Statistical Machine Learning by using Jupyter Notebook Problem

For this HW, we will pretend that we only have 1000 images of the MNIST dataset.

We will begin first with what we had in our videos:

#commonly used imports
import numpy as np
import matplotlib as mpl
import matplotlib.pyplot as plt

#get data from sklearn
from sklearn.datasets import fetch_openml
mnist = fetch_openml('mnist_784', version=1, as_frame=False)

#get the attributes and labels
X, y = mnist["data"], mnist["target"]

#convert labels from characters to numbers
y = y.astype(np.uint8)

#split into training and test sets
X_train, X_test, y_train, y_test = X[:60000], X[60000:], y[:60000], y[60000:]

Suppose we decide on a Decision Tree Classifier (covered later in Chapter 6). There are two hyperparameters we will fine tune for now: max_leaf_nodes and min_samples. Let’s fine tune these using the following code.

from sklearn.tree import DecisionTreeClassifier
from sklearn.model_selection import GridSearchCV

#setup the decision tree
dt_clf = DecisionTreeClassifier( random_state=30)

#the hyperparameters to search through
params = {'max_leaf_nodes': list(range(2, 100)), 'min_samples_split': [3,4, 5]}

#initialize the GridSearch with 3-fold cross validation
grid_search_cv = GridSearchCV(dt_clf, params, verbose=1, cv=3)

#do the search (but only on the first 1000 images)
grid_search_cv.fit(X_train[:1000], y_train[:1000])

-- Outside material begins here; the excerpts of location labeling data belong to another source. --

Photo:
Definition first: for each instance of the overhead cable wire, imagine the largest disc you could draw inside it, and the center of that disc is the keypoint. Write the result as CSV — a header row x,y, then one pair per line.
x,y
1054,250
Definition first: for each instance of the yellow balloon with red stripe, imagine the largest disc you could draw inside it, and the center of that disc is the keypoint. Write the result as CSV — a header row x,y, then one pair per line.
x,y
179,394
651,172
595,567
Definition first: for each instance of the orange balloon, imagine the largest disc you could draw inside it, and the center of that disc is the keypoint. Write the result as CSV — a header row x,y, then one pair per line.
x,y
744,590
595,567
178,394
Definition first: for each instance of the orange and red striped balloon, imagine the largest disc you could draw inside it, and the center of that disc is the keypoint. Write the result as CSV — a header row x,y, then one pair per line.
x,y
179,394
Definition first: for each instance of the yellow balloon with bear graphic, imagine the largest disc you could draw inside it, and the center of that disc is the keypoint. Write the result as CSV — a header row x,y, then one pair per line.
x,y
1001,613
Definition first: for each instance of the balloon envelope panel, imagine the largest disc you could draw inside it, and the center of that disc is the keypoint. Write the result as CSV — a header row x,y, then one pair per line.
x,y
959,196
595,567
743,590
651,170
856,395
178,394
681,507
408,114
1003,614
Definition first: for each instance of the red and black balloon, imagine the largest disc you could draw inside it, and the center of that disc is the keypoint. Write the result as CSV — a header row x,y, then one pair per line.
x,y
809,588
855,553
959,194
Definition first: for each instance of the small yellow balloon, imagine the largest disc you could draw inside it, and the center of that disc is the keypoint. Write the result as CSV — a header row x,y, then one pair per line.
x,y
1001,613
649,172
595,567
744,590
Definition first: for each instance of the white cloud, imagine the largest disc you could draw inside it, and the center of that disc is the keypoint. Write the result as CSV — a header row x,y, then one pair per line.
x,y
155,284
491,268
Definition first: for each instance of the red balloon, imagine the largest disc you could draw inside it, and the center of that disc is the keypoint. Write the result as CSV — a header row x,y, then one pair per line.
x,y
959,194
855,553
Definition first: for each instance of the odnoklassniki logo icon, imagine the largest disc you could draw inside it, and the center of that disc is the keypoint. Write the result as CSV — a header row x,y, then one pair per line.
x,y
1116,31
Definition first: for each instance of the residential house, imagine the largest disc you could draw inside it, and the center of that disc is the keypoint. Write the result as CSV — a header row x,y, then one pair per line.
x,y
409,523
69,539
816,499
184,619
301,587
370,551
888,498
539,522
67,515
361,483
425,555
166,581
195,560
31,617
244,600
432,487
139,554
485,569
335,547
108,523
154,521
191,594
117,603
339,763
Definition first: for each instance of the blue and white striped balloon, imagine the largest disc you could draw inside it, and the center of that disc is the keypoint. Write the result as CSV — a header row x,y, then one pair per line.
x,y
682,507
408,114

What are the best hyperparameters?

Now, let’s fit the training data (again pretending to only have the first 1000 images).

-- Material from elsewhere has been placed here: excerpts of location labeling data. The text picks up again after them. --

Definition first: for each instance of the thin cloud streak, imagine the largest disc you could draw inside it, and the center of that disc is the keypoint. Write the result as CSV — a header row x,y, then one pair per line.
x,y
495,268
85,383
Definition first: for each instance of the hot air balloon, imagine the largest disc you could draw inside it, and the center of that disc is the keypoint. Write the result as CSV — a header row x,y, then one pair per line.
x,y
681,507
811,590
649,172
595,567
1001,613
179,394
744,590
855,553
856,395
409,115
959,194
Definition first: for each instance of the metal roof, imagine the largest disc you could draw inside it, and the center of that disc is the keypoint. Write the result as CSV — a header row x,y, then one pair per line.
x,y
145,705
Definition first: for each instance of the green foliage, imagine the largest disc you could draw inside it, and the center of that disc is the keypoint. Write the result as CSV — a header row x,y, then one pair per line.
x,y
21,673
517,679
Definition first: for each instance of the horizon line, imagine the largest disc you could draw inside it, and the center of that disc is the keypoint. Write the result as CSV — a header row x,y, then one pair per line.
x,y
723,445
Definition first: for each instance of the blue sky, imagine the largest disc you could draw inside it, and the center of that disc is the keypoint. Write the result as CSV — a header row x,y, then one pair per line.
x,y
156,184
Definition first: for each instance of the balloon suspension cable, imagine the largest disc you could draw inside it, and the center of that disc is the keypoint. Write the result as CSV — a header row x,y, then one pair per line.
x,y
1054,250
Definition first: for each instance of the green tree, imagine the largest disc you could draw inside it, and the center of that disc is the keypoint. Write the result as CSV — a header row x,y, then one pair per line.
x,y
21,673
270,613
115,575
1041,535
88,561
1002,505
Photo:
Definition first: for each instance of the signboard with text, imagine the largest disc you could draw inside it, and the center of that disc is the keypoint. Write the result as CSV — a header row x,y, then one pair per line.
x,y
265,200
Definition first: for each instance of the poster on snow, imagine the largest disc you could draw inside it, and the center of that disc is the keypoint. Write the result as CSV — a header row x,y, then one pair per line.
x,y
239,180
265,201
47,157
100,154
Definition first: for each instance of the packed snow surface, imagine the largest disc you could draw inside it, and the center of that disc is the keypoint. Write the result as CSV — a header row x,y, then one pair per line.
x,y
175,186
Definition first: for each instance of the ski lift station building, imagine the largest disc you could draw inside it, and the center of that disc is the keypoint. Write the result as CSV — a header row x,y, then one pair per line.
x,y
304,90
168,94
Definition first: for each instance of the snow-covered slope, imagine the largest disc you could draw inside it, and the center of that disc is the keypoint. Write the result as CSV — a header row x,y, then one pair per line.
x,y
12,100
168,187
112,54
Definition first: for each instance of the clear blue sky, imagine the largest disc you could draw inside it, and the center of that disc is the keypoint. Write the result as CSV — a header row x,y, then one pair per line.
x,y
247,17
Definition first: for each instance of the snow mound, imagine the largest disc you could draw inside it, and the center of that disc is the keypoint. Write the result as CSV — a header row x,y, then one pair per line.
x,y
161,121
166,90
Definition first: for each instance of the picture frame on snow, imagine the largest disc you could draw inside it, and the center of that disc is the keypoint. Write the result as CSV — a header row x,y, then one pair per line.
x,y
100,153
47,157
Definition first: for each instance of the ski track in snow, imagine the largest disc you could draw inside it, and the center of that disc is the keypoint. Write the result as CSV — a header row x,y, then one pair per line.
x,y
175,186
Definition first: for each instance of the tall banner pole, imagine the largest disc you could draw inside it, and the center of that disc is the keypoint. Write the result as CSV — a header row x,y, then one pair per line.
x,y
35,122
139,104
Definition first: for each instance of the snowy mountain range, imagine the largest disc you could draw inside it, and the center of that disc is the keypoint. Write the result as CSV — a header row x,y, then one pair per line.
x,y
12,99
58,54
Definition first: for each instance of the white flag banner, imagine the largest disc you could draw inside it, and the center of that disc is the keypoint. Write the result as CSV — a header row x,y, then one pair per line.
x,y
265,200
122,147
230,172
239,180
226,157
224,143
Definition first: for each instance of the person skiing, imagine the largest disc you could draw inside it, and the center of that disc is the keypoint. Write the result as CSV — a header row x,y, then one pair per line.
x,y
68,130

dt_clf = grid_search_cv.best_estimator_
dt_clf.fit(X_train[:1000], y_train[:1000])

Let’s now obtain cross-validation accuracy scores with this fine-tuned model

from sklearn.model_selection import cross_val_score
cross_val_score(dt_clf, X_train[:1000], y_train[:1000], cv=3, scoring="accuracy")

How accurate are your three folds?

If we only had 1000 images and we wanted more to train on, we could do what is known as data augmentation. The augmentation we will do here is to shift the images we do have. For each of the 1000 images, we shift one pixel up, left, right, and down. So this will give us four more images to add to our training. Data augmentation such as this is a very useful technique when there are not enough training instances. If you run the following code, you will see an example of the first image shifted.

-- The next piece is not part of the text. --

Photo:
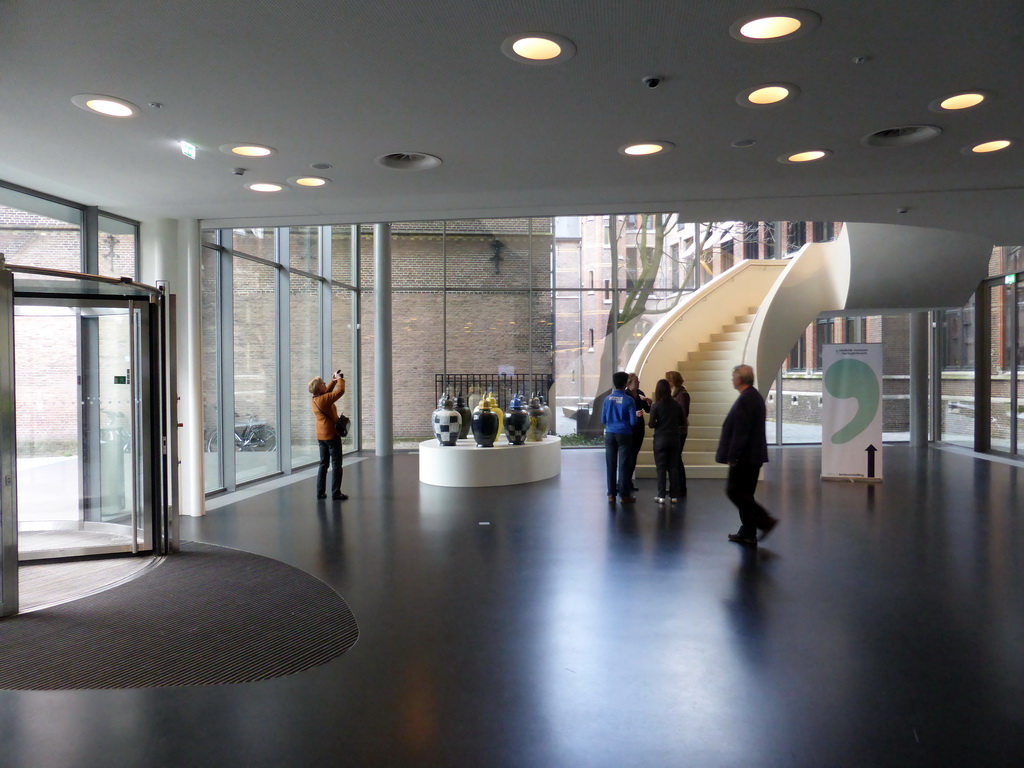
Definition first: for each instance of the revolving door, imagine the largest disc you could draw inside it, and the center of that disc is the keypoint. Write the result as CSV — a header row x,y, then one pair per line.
x,y
85,411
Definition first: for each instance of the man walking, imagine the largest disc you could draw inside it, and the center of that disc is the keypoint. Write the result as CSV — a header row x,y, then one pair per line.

from scipy.ndimage.interpolation import shift
def shift_image(image, dx, dy):
image = image.reshape((28, 28))
shifted_image = shift(image, [dy, dx], cval=0, mode="constant")
return shifted_image.reshape([-1])

image = X_train[0]
shifted_image_down = shift_image(image, 0, 5)
shifted_image_left = shift_image(image, -5, 0)

plt.figure(figsize=(12,3))
plt.subplot(131)
plt.title("Original", fontsize=14)
plt.imshow(image.reshape(28, 28), interpolation="nearest", cmap="Greys")
plt.subplot(132)
plt.title("Shifted down", fontsize=14)
plt.imshow(shifted_image_down.reshape(28, 28), interpolation="nearest", cmap="Greys")
plt.subplot(133)
plt.title("Shifted left", fontsize=14)
plt.imshow(shifted_image_left.reshape(28, 28), interpolation="nearest", cmap="Greys")
plt.show()

To shift all of our images and add them to a training data set, we can use the following code:

X_train_augmented = [image for image in X_train[:1000]]
y_train_augmented = [label for label in y_train[:1000]]

for dx, dy in ((1, 0), (-1, 0), (0, 1), (0, -1)):
for image, label in zip(X_train[:1000], y_train[:1000]):
X_train_augmented.append(shift_image(image, dx, dy))
y_train_augmented.append(label)

X_train_augmented = np.array(X_train_augmented)
y_train_augmented = np.array(y_train_augmented)

You now have 5000 images in the X_train_augmented and y_train_augmented sets (the 1000 original images and each image was shifted up, down, left, and right).

Let’s now fine-tune and fit a decision tree classifier using this augmented training data.

dt_clf = DecisionTreeClassifier( random_state=30)
params = {'max_leaf_nodes': list(range(2, 100)), 'min_samples_split': [3,4, 5]}
grid_search_cv = GridSearchCV(dt_clf, params, verbose=1, cv=3)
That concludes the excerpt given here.